32 String Operations Hated and Loved by Many

32 String Operations- Hated and Loved by Many #

Hello, I’m Wen Ming.

In the previous lesson, I introduced you to the common blocking functions in OpenResty, which are often the places where beginners make mistakes. Starting from today, we will enter the core part of performance optimization, which will involve many optimization techniques that can help you quickly improve the performance of your OpenResty code. So, please take it seriously.

In this process, you need to write more test code to experience how these optimization techniques are used and validate their effectiveness. You should have a good understanding of them and be able to use them readily.

Behind the Performance Optimization Techniques #

Optimization techniques are all part of the “art” of optimization. Before discussing the techniques, let’s first talk about the “philosophy” of optimization.

Performance optimization techniques will change as LuaJIT and OpenResty versions iterate. Some techniques may be optimized by underlying technologies and no longer need to be mastered by us. At the same time, new optimization techniques may emerge. Therefore, understanding the unchanging principles behind these optimization techniques is the most important.

Next, let’s take a look at several important concepts regarding performance in OpenResty programming.

Concept 1: Request processing should be short, simple, and fast #

OpenResty is a web server, so it often handles thousands, tens of thousands, or even hundreds of thousands of requests simultaneously. In order to achieve the highest overall performance, we must ensure that individual requests are processed quickly and resources are reclaimed.

  • The “short” mentioned here means that the lifespan of the request should be short, and resources should not be occupied for a long time without being released. Even for long connections, set a time or request count threshold to periodically release resources.
  • The second key point is “simple.” In each API, only one thing should be done. Complex business logic should be split into multiple APIs, keeping the code concise.
  • Lastly, “fast” means not blocking the main thread and avoiding heavy CPU operations. Even if such logic cannot be avoided, don’t forget the methods introduced in the previous section and coordinate with other services to complete them.

In fact, these architectural considerations are not only suitable for OpenResty, but also apply to other programming languages and platforms. I hope you can understand and reflect on them seriously.

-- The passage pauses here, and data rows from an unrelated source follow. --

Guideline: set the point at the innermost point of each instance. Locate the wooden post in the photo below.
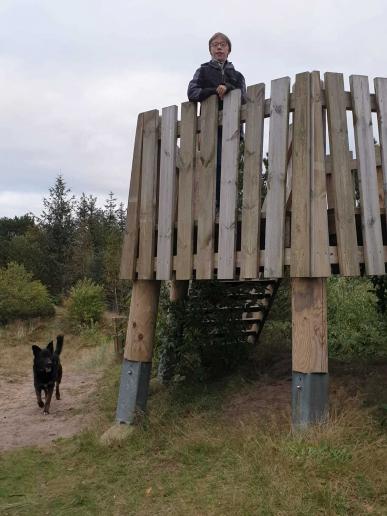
(310, 351)
(137, 364)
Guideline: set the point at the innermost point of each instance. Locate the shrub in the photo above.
(85, 304)
(355, 328)
(22, 297)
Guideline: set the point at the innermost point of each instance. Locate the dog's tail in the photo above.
(59, 344)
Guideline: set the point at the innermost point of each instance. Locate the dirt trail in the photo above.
(22, 422)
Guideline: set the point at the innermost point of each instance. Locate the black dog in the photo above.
(47, 371)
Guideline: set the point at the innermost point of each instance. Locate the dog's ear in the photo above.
(36, 350)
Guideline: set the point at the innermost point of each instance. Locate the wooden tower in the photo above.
(323, 214)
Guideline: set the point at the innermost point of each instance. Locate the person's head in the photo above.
(219, 46)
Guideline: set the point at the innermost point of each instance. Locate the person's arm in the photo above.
(195, 92)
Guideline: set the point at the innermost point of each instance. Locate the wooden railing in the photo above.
(322, 214)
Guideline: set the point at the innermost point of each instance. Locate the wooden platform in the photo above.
(318, 211)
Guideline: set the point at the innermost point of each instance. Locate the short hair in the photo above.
(220, 35)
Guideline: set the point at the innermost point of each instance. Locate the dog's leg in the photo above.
(49, 392)
(57, 393)
(58, 380)
(39, 397)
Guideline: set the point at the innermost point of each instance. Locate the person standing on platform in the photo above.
(217, 77)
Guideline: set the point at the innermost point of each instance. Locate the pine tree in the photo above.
(58, 223)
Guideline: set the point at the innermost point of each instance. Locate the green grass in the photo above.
(189, 458)
(194, 456)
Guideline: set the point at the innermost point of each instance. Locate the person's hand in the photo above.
(221, 91)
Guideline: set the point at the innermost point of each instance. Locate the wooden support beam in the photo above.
(310, 352)
(142, 321)
(309, 325)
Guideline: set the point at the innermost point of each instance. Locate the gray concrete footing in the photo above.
(133, 394)
(309, 399)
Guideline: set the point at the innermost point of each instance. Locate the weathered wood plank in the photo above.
(130, 241)
(252, 177)
(319, 254)
(167, 187)
(148, 196)
(368, 184)
(300, 232)
(381, 106)
(185, 222)
(309, 325)
(275, 211)
(228, 186)
(206, 200)
(342, 181)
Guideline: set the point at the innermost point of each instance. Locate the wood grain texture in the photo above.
(145, 266)
(309, 325)
(185, 221)
(301, 174)
(275, 211)
(319, 253)
(206, 194)
(252, 178)
(381, 105)
(130, 241)
(228, 186)
(167, 188)
(142, 321)
(368, 184)
(342, 180)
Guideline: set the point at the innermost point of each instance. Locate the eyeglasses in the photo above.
(221, 44)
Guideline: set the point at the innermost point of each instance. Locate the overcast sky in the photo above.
(74, 74)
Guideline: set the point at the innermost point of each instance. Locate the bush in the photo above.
(355, 328)
(85, 304)
(21, 297)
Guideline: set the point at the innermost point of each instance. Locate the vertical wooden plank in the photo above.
(166, 192)
(309, 325)
(381, 106)
(206, 198)
(185, 223)
(228, 187)
(275, 211)
(130, 241)
(319, 266)
(368, 184)
(252, 177)
(341, 175)
(300, 239)
(148, 195)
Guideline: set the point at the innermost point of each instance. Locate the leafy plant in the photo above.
(85, 304)
(22, 297)
(354, 325)
(200, 337)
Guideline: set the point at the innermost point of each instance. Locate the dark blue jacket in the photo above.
(210, 75)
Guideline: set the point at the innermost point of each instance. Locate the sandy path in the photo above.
(22, 422)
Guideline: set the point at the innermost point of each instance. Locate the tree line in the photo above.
(72, 239)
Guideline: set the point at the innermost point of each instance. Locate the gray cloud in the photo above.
(75, 74)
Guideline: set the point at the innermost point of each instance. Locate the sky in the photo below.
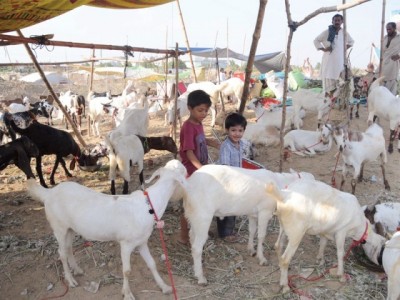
(209, 23)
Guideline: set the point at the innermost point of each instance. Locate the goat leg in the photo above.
(40, 172)
(342, 183)
(361, 175)
(125, 188)
(61, 160)
(112, 189)
(353, 186)
(386, 183)
(391, 139)
(53, 172)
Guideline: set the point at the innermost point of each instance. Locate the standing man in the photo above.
(331, 42)
(391, 62)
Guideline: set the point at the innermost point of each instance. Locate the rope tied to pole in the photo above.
(42, 41)
(293, 26)
(127, 53)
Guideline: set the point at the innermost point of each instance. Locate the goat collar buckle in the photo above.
(364, 237)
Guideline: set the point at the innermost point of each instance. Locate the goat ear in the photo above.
(158, 172)
(371, 208)
(379, 229)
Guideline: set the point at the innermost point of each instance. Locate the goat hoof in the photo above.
(167, 289)
(202, 281)
(263, 262)
(390, 149)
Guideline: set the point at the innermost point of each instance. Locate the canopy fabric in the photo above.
(264, 62)
(17, 14)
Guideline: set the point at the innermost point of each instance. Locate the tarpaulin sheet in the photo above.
(17, 14)
(264, 62)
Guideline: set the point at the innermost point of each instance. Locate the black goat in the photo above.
(159, 143)
(50, 140)
(23, 119)
(19, 153)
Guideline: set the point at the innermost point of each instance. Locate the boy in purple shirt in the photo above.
(193, 143)
(231, 154)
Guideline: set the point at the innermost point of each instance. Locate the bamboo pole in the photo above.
(46, 82)
(293, 26)
(187, 41)
(382, 37)
(219, 81)
(176, 88)
(92, 72)
(252, 54)
(25, 40)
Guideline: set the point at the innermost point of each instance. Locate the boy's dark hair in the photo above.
(337, 15)
(235, 119)
(198, 97)
(392, 24)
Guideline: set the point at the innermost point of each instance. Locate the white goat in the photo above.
(315, 208)
(357, 148)
(135, 121)
(17, 107)
(71, 207)
(310, 101)
(391, 265)
(98, 108)
(302, 142)
(125, 151)
(272, 118)
(385, 217)
(261, 134)
(383, 104)
(218, 190)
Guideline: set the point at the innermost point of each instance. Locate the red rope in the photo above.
(286, 155)
(292, 277)
(334, 171)
(160, 225)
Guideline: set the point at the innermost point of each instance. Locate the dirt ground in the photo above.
(30, 269)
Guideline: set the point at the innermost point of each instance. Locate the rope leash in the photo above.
(333, 180)
(160, 225)
(353, 245)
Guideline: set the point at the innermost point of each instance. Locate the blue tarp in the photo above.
(264, 62)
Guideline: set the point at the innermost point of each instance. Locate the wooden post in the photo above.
(252, 54)
(46, 82)
(382, 36)
(176, 87)
(219, 81)
(92, 71)
(187, 41)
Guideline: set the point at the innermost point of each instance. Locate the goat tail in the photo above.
(376, 83)
(36, 191)
(274, 192)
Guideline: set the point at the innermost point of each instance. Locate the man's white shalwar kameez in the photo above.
(332, 62)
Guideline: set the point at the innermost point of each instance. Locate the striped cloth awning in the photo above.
(18, 14)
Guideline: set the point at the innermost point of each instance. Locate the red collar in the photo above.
(364, 237)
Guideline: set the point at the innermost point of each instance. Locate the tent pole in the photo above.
(92, 71)
(176, 87)
(382, 36)
(46, 82)
(219, 81)
(187, 41)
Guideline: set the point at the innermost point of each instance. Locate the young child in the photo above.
(193, 143)
(231, 154)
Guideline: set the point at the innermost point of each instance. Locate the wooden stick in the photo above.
(46, 82)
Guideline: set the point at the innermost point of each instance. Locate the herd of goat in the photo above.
(303, 204)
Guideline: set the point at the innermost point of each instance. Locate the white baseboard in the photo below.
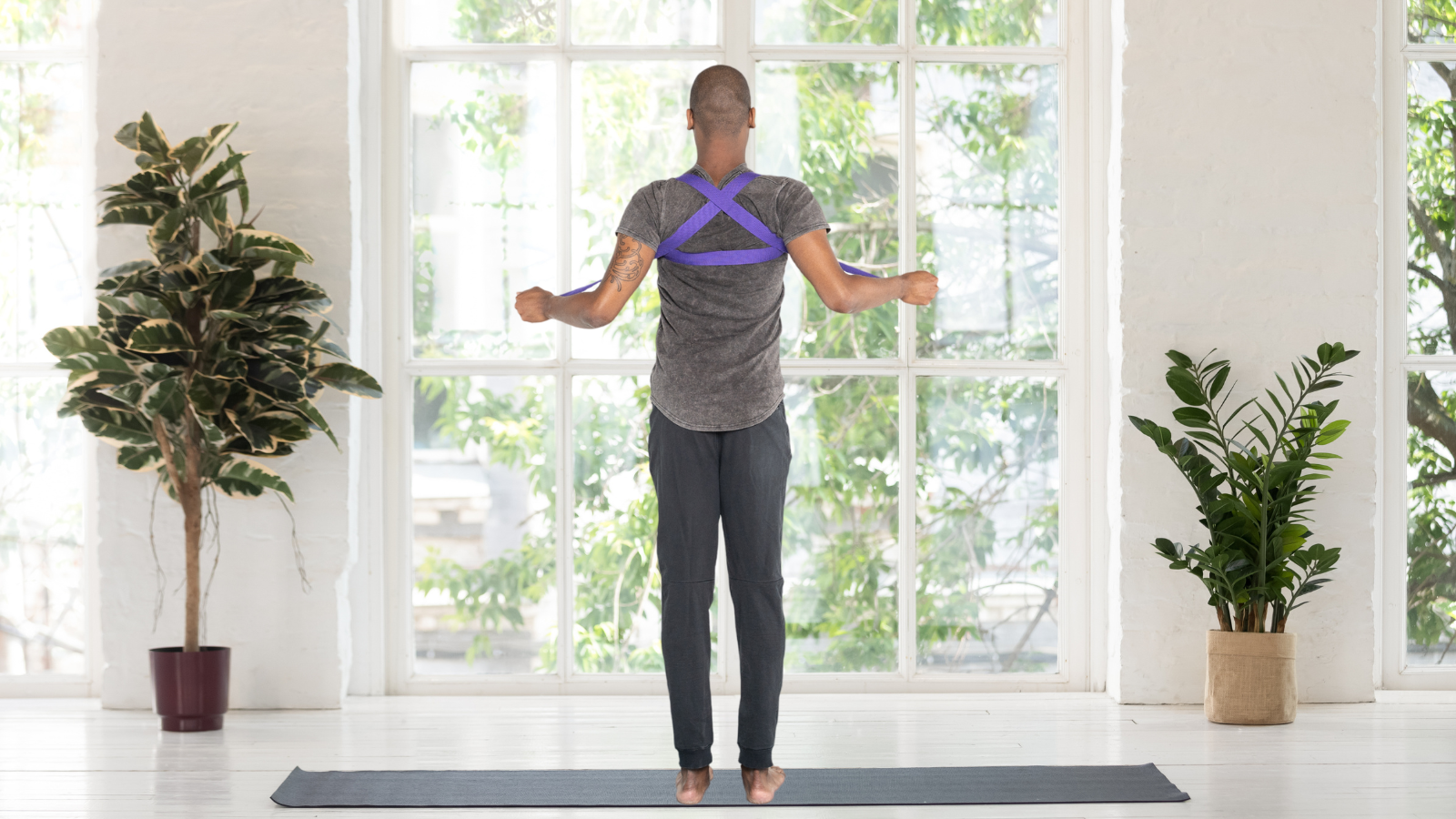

Concept 2: Avoid generating intermediate data #

Avoiding unnecessary intermediate data can be said to be the most important optimization concept in OpenResty programming. Here, let me give you a small example to explain what is meant by “unnecessary intermediate data.” Let’s take a look at the following code:

$ resty -e 'local s= "hello"
s = s .. " world"
s = s .. "!"
print(s)
'

In this code, we concatenate the s variable multiple times to obtain the result hello world!. However, it is obvious that only the final state of s, which is hello world!, is useful. The initial value and intermediate assignments of s all belong to intermediate data and should be generated as little as possible.

Because these temporary data will bring performance overhead for initialization and garbage collection. Do not underestimate these costs. If they occur in hot code such as loops, they will cause a significant performance drop. Later, I will use an example with strings to explain this point.

Strings Are Immutable! #

Now, let’s get back to the topic of this section - strings. Here, I want to emphasize that in Lua, strings are immutable.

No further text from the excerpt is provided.